Parse, Don't Guess
Last time, I shared with you how sneaky I was on transaction handling.. Today, the opposite: I’ll tell you how I fixed the issue when I tried to be too sneaky. I already told you that Sneaky Code Bites Back. The moral? Do as I tell, not how I do.
In some environments, we’re spoiled. We’re getting a lot from a Base Class Library or standard frameworks, so we stop thinking that those issues can exist. For instance, serialisation. Do you know how many data types JSON has? 6. Six. Sześć.
Exactly those:
string,
number,
boolean,
object,
array,
and (TADA!) null.
What about number precision and size? It is. That’s what I can tell you, but it’s not enough, e.g., to keep big int/long, etc. What about Dates? Also, there are none. I wrote about it longer here or how much fun that brings.
If you use statically typed languages and runtimes like C#, Java, etc., your serialiser can, in addition to parsing, perform mapping and, sometimes, validation. And it can also be tricky, as nicely Alexis King put in his “Parse, don’t validate”.
If you’re in a dynamic environment, like JavaScript, then you’re left with parsing and explicit mapping afterwards. What about TypeScript? Same case, types are only used during compilation, then erased and not visible at runtime. So, the place where we do parsing.
Because JSON was defined a long time ago, JavaScript moved on and now supports bigints (Big Integers) and Dates natively (what an achievement!), which created a gap I wanted to fill.
As you know from my previous article (e.g. this one), big integers are quite important in distributed processing. You can represent the position in log with them. Since your log may be quite long, regular numbers aren’t enough. Or they’re long enough, until they overflow, then they’re not anymore.
I’m using those bigint types extensively in internals in Emmett and Pongo. And I store them in JSONs. I store them as alphanumeric strings, because strings don’t have a max length (or at least I don’t know such).

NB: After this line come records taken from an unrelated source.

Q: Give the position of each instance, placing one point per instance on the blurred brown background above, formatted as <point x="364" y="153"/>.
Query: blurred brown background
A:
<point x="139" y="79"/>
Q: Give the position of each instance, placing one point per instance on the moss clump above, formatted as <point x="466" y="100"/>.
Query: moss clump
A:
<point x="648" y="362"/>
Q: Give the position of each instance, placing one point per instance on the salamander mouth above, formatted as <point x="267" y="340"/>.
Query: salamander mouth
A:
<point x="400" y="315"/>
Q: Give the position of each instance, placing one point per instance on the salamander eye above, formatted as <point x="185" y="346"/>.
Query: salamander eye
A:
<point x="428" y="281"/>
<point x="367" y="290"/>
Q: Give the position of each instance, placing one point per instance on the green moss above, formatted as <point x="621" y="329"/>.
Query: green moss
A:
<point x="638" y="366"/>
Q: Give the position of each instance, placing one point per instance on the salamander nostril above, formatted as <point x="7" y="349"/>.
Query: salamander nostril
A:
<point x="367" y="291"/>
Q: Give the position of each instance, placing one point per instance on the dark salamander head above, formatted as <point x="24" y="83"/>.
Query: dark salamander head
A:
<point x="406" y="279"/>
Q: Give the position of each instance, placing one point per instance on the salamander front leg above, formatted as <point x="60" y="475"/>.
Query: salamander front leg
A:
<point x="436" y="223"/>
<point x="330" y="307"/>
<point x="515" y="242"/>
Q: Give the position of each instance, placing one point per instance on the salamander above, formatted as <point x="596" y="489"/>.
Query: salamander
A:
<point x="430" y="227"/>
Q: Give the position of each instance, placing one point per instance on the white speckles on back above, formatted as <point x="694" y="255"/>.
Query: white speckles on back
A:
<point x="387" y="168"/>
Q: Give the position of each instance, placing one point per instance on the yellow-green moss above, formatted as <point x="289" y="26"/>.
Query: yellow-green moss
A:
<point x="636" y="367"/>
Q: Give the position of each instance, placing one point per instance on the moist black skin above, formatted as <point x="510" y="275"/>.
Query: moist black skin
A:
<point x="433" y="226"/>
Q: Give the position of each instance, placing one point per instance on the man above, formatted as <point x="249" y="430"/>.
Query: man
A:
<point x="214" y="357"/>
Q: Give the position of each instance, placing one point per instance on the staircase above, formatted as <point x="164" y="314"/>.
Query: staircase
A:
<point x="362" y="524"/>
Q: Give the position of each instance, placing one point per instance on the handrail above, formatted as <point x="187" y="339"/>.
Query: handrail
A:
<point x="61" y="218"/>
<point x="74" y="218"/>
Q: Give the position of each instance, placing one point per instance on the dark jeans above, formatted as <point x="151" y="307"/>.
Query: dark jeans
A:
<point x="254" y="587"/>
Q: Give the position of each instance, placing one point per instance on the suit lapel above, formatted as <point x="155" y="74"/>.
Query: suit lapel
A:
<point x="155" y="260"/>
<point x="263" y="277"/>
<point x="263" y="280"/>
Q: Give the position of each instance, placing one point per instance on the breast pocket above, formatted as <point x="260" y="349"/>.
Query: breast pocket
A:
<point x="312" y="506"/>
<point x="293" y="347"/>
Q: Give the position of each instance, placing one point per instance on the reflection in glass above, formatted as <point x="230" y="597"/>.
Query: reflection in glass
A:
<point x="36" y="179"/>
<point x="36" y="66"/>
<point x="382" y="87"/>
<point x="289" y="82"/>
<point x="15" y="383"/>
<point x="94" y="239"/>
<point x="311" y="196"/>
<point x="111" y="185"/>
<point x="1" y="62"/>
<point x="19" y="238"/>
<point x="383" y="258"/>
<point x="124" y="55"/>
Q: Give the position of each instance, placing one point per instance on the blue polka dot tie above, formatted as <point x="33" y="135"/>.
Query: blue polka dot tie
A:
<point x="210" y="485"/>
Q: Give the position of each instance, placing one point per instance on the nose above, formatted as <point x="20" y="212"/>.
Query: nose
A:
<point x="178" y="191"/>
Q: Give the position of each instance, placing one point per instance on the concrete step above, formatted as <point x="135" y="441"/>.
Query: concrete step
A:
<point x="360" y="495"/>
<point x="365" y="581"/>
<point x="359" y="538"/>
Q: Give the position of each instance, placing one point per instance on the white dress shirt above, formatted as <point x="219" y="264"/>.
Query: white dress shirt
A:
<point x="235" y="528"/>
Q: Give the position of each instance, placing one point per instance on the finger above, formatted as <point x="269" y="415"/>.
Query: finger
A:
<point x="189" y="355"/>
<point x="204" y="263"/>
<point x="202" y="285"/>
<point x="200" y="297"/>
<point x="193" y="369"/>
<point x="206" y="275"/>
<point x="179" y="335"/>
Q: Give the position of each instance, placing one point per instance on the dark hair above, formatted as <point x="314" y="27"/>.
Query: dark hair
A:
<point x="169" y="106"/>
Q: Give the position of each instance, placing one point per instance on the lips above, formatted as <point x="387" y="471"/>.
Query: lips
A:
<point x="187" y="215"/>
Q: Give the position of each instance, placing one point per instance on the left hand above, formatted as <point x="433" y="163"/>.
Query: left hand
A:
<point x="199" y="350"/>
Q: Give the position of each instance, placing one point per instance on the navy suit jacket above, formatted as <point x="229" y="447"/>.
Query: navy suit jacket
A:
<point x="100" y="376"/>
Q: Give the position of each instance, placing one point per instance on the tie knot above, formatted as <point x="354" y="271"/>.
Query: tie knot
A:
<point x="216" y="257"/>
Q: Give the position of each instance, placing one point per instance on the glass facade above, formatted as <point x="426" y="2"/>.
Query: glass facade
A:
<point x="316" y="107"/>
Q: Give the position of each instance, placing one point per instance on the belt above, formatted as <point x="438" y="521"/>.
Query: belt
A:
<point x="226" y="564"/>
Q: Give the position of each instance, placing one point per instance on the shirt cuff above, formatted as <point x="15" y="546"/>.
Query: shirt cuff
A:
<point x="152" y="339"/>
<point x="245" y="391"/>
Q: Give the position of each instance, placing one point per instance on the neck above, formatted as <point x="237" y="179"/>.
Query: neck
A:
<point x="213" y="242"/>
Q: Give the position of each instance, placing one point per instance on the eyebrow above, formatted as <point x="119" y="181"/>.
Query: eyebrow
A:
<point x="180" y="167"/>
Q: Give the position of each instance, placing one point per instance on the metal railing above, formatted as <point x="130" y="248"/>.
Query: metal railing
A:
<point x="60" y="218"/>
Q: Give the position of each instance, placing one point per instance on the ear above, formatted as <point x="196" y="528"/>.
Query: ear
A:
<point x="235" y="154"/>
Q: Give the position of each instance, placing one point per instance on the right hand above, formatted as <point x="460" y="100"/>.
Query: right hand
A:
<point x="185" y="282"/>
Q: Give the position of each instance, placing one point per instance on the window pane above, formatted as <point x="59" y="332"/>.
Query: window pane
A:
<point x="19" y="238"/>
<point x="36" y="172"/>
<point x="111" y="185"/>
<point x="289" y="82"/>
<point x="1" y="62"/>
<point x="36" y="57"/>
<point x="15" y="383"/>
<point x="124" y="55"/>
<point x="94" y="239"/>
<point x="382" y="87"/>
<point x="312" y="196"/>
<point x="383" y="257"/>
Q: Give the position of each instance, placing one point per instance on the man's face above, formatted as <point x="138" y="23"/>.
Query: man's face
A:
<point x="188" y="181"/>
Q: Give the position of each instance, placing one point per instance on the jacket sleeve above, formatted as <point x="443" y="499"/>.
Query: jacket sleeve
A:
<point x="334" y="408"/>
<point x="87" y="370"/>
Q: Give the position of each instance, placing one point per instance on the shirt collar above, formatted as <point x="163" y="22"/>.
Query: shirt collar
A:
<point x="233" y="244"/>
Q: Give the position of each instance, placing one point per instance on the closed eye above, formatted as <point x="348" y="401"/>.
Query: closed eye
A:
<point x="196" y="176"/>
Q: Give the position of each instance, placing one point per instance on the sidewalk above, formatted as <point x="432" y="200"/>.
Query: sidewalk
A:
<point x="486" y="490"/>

So, for instance, an event payload can look like:
{
"type": "InvoiceIssued",
"data": {
"invoiceNumber": "123",
"version": 1,
"issuer": "John Doe",
"issuedAt": "2026-02-23T14:07:20Z"
},
"metadata": {
"streamPosition": "3",
"globalPosition": "928391"
}
}
As you can see in the metadata stream and global positions, the values are bigints (even if they’re smaller than the maximum value), and data can also use bigints if the user decides to (e.g., invoice number).
And encoding data is simple: you convert it to a string, call it a day. But how to get it back?
And here’s where my struggles started. How do you know that someone intentionally used bigint when they just wanted to store a number as a string?
There are several options. The first one is: encode value.
We could store it, for instance, as:
prefixed value: “_bigint:928391”. But then you need to find a prefix that will be unique enough not to cause conflicts,
nested object, e.g. { “_kind”: “bigint”, value: “928391” }.
Then, either based on the prefix or the object structure, we could automatically decode the value. Still, this creates other issues, as the structure no longer matches the original value. If we’re just storing and retrieving, that shouldn’t be so bad, but... But remember that in Pongo I’m allowing the use of PostgreSQL and SQLite as document databases, supporting such queries:
const invoices = pongoDb.collection<Invoice>("invoices");
const invoiceNumber = 123n;
const invoice = await invoices.findOne({ invoiceNumber });
That gets translated into a fancy JSONB SQL query.
Of course, I could work around it by encoding the value, but... But I was lazy!
I decided to use a Get Out of Jail Free Card and just treat all strings with numbers as bigints. Sneaky. And it will get even sneakier.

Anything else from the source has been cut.